Key facets of care continuity planning include:

  • Medicaid enrollment. Health insurance is a key ingredient of access to quality care for all Americans, including individuals involved with the criminal justice system. The Affordable Care Act created an opportunity for states to link greater numbers of people leaving prison with coverage by expanding Medicaid eligibility criteria. The Department of Health and Human Services has said that Medicaid “connects individuals to the care they need once they are in the community and can help lower health care costs, hospitalizations and emergency department visits, as well as decrease mortality and recidivism for justice-involved individuals,” people under community supervision (such as parole), or incarcerated in prisons or jails. Some states that contract with Medicaid managed care organizations to deliver benefits and additional services to certain patients require the pairing of enrollment activities with prison discharge planning.
  • Maintaining medications. As in the community, prescription drugs play an important role in the health care delivered in prisons. Treating prevalent conditions can necessitate use of medications, and continuation of these regimens can be critical to preventing relapse and other adverse outcomes. Therefore, states act to help ensure that there is no gap or drop-off after release. Most commonly, they provide a short supply of medication—usually 14 to 30 days’ worth—that can serve as a temporary bridge until people can see a prescribing provider in the community. To extend the duration, some also provide a renewal prescription.
  • Linking to providers. Ultimately, health coverage and temporary medication supplies are of limited use if individuals do not connect with necessary providers. So states work to form such linkages in various ways, including providing referrals, scheduling appointments, and facilitating opportunities for doctors to communicate with their future patients before release.
  • Records-sharing. Relaying medical histories, diagnoses, current medications, and laboratory test results can help save time and money, and prevent the delay or disruption of successful treatment plans. Some states routinely hand over records to individuals leaving prison or to their community provider. Several go further by enabling multiple agencies and providers to access at least some information, mindful of privacy and consent requirements.
  • Teaching skills for self-management of health. Everyone—whether in prison or not—plays a large role in managing his or her own health. Hypertension and diabetes control require healthful eating and exercise. Diabetic patients sometimes monitor glucose levels and, if necessary, self-administer insulin. Controlling HIV requires following a precisely scheduled medication regimen. To equip individuals with skills to successfully manage their conditions, most states offer general educational opportunities before release. Fewer provide overdose prevention classes, which can be important, as reduced tolerance after periods of abstinence can lead to inadvertent overdose and death. Effective drug addiction treatment during and after incarceration can help prevent reuse altogether. Both approaches may be important tools as states work to combat the opioid crisis.

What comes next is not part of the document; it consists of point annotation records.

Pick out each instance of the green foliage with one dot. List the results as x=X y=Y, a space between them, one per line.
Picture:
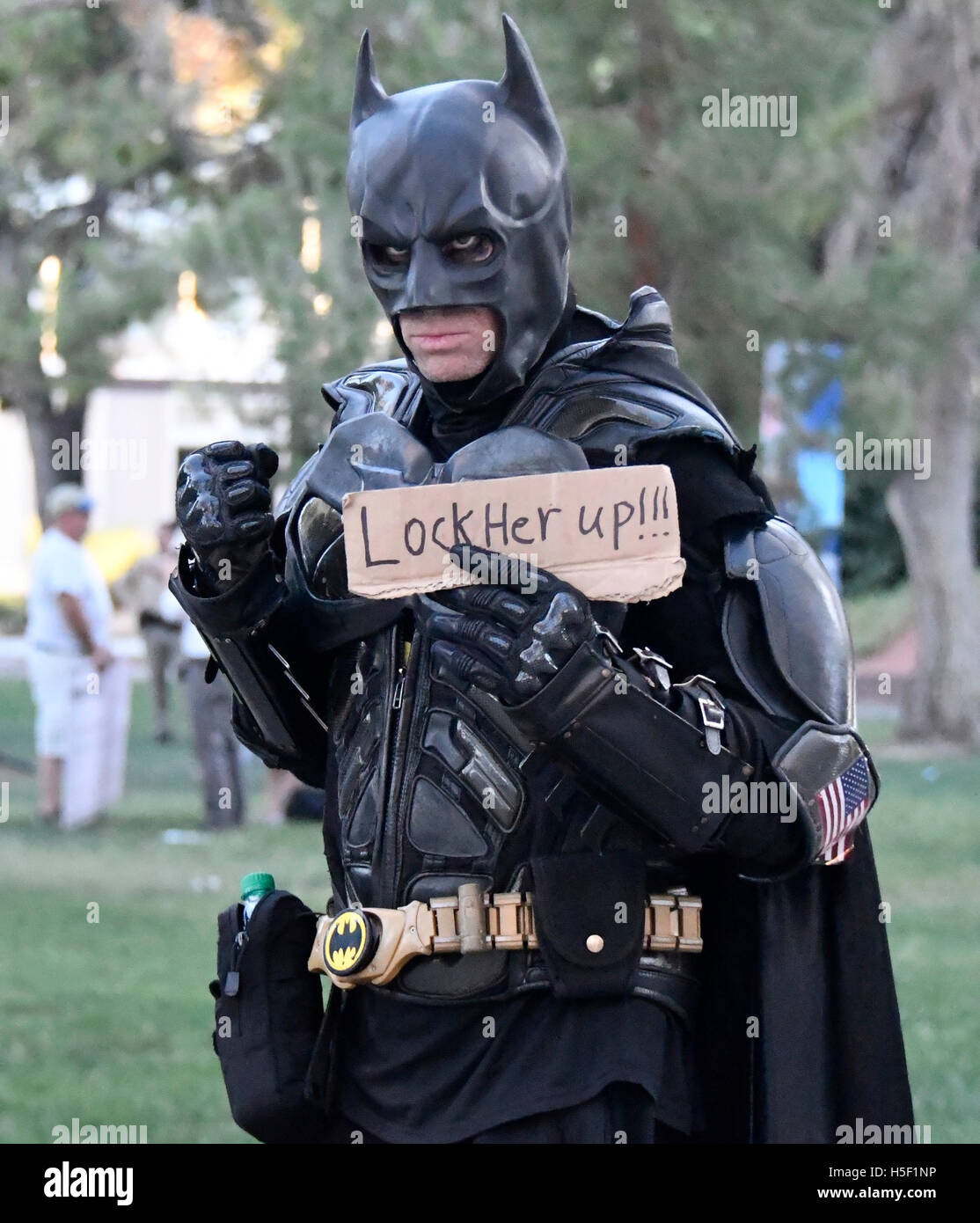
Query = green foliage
x=112 y=1022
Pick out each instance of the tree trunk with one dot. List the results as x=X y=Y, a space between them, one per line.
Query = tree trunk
x=656 y=56
x=50 y=433
x=920 y=168
x=933 y=515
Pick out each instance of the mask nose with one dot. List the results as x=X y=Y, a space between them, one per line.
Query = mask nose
x=428 y=282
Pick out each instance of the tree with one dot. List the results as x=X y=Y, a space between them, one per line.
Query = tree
x=903 y=260
x=98 y=165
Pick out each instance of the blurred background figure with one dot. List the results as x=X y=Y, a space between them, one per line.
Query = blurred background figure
x=216 y=746
x=80 y=692
x=143 y=591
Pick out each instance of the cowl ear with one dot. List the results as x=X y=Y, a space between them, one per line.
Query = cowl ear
x=369 y=94
x=523 y=91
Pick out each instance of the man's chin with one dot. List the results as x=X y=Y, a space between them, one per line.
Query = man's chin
x=438 y=370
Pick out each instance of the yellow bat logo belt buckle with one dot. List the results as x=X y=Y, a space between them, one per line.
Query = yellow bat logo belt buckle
x=369 y=944
x=350 y=943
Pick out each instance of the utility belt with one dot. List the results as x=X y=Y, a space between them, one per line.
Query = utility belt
x=371 y=946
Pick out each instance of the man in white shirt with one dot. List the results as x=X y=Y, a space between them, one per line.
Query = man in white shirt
x=69 y=615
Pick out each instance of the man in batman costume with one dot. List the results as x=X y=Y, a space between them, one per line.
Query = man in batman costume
x=596 y=729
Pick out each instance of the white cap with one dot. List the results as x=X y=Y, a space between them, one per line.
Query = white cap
x=64 y=498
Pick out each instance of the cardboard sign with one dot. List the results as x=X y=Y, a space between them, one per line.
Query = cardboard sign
x=611 y=531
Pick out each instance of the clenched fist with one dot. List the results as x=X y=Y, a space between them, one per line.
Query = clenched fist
x=224 y=502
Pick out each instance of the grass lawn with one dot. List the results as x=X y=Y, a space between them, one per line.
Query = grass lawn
x=110 y=1022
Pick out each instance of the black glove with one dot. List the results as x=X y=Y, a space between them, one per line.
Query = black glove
x=224 y=505
x=508 y=639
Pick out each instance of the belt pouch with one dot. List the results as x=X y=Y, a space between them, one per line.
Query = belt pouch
x=589 y=918
x=268 y=1012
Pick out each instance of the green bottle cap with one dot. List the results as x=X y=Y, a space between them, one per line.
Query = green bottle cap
x=259 y=883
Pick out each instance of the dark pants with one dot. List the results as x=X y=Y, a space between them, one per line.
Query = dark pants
x=216 y=745
x=622 y=1113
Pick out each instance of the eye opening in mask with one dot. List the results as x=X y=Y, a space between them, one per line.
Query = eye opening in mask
x=467 y=248
x=473 y=247
x=387 y=258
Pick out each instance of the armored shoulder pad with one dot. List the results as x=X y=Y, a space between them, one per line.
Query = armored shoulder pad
x=785 y=591
x=623 y=391
x=388 y=386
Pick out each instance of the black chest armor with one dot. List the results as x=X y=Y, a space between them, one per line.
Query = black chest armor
x=429 y=787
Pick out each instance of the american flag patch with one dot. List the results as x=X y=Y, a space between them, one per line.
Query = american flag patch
x=843 y=805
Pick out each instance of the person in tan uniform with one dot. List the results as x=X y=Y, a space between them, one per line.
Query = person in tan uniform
x=141 y=590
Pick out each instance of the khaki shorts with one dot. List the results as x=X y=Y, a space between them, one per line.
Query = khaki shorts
x=58 y=683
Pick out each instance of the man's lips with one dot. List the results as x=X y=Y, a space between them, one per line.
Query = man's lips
x=435 y=341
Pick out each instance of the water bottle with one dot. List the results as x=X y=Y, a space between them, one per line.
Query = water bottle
x=254 y=887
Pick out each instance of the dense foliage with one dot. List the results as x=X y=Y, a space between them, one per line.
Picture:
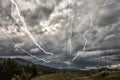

With nearly all incarcerated individuals eventually returning to society, treatment and discharge planning—especially for those with a substance use disorder, mental illness, or infectious disease—play an important role in statewide anti-recidivism and public health efforts. These realities, combined with other interests states have in maintaining high-performing prison health care systems, call for the attention of policymakers and administrators.

Matt McKillop leads The Pew Charitable Trusts’ research on state and local correctional health care.